When it comes to purchasing life insurance, the last thing that most people think about is whether the policy will payout. And when it comes to someone dying by suicide or taking their own life, there is rarely even a discussion or consideration when discussing your future needs. Yet, it is one of the clauses you should know about when you’re purchasing your life insurance policy and here is why:
When purchasing life insurance, the suicide clause is often mentioned and not explained due to the sensitive nature of the topic. The suicide clause generally covers two years from the start of the policy; that time must pass before any payments for self-harm death claims are approved. What that means is, if an insured person were to take their own life for any reason within the first two years of the policy coming into effect, the insurance company would not pay the claim.
Most people don't understand the differences between when a policy is fully medically underwritten before or after a claim. For example, a type of policy usually underwritten after a claim would be group policies such as mortgage and employee group benefit policies. Generally, these types of policies ask a small number of "yes" or "no" questions in advance. These questions will determine whether you qualify on the spot or whether you'll have to speak to an insurance advisor. It is not uncommon for people to answer these questions without much thought to what they are attesting.

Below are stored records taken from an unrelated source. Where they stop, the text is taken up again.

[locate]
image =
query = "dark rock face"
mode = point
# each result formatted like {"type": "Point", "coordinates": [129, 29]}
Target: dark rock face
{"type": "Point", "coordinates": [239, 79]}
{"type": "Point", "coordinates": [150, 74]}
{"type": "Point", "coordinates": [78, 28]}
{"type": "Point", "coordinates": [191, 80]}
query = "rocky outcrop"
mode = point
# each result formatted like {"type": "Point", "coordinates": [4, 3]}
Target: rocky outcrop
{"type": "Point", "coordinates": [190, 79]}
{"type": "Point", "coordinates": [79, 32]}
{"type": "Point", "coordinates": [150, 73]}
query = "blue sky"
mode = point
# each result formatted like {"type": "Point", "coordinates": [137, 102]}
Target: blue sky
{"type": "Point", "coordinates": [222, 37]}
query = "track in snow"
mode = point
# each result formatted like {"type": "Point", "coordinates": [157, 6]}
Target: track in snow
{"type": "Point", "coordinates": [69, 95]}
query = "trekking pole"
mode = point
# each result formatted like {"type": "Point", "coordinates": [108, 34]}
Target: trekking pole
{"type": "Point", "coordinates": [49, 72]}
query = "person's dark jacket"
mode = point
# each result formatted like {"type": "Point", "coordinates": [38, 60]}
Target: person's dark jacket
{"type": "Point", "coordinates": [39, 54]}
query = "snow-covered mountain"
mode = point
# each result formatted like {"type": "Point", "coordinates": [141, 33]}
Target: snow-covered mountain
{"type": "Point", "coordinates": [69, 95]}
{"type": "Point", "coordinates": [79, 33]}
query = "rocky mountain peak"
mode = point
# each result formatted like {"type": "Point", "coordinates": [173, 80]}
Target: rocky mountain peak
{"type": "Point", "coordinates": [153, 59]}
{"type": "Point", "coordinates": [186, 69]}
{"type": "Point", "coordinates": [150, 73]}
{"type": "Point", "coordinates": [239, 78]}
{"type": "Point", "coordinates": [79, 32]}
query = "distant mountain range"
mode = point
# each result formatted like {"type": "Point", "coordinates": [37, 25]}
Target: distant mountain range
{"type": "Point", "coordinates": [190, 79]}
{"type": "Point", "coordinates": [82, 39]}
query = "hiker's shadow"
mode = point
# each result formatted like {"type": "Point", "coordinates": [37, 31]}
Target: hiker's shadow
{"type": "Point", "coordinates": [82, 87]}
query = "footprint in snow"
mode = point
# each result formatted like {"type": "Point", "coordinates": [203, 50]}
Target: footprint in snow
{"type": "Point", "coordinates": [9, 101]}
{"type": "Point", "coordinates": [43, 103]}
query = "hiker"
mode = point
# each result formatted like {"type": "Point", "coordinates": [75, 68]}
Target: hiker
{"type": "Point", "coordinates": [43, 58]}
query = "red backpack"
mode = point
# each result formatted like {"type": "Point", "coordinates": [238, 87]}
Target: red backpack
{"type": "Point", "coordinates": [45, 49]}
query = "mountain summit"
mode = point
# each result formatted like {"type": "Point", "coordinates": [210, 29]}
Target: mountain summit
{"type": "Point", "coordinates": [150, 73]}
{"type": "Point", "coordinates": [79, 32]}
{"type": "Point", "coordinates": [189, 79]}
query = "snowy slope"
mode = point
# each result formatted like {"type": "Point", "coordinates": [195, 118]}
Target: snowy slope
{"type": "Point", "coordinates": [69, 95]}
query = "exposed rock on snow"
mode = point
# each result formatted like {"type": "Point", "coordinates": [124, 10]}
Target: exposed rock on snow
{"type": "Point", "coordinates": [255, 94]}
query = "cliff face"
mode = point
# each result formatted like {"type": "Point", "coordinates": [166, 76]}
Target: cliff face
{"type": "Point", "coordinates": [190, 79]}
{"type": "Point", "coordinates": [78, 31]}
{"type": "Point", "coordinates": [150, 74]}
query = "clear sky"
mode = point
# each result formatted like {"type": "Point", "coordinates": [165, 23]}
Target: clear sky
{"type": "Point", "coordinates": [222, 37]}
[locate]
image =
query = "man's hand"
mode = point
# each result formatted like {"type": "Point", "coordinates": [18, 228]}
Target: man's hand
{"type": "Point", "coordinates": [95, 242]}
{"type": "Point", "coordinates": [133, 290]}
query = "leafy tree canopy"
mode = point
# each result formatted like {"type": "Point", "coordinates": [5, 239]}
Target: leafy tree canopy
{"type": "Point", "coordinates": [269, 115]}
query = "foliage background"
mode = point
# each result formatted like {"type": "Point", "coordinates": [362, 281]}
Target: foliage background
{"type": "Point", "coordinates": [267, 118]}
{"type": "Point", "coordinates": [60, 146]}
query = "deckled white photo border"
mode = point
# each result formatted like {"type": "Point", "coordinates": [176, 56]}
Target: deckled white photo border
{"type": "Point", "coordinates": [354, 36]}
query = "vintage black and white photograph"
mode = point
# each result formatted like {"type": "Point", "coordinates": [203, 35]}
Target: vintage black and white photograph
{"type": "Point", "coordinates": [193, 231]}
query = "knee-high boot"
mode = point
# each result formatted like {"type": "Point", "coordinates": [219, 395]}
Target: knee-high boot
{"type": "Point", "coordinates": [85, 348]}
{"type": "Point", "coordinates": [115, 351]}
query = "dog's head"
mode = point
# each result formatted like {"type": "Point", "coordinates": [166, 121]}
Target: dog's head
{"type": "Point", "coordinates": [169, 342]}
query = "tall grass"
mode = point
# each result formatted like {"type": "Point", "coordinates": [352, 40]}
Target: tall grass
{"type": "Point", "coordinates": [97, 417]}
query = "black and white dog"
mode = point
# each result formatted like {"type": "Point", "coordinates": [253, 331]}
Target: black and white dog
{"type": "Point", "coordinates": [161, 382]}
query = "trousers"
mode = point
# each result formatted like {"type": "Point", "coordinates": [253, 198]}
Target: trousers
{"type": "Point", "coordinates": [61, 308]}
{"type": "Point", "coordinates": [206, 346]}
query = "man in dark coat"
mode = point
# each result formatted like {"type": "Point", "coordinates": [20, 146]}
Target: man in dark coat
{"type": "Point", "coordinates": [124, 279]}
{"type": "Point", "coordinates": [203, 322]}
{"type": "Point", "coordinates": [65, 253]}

When asked questions like “have you been treated in the last 5 years for major depression, bipolar disorder, schizophrenia, or any mental or nervous disorder? Each person may have their own interpretation of what “major” or “disorder” means. For example, treatment for Post Partum depression or anxiety may not be considered a major disorder to some. At the same time, it may be impactful to the insurance company in the case of suicide after two years.
The last highly debated issue for people to consider when looking at taking out a life insurance policy is personal beliefs around physician-assisted suicide or Death With Dignity. Regardless of opinions, wishes or circumstances, most insurance companies and policies do not pay out whether it was deemed doctor-assisted or not. If the assisted death took place within the first two years, it would typically fall under the suicide clause unless otherwise stated in the policy.
The idea of somebody taking their own life is not something that we want to consider at any time in life. But even so, when purchasing life insurance, you must do your due diligence and understand the type of policy and clauses that may affect a future claim to protect yourself and your family.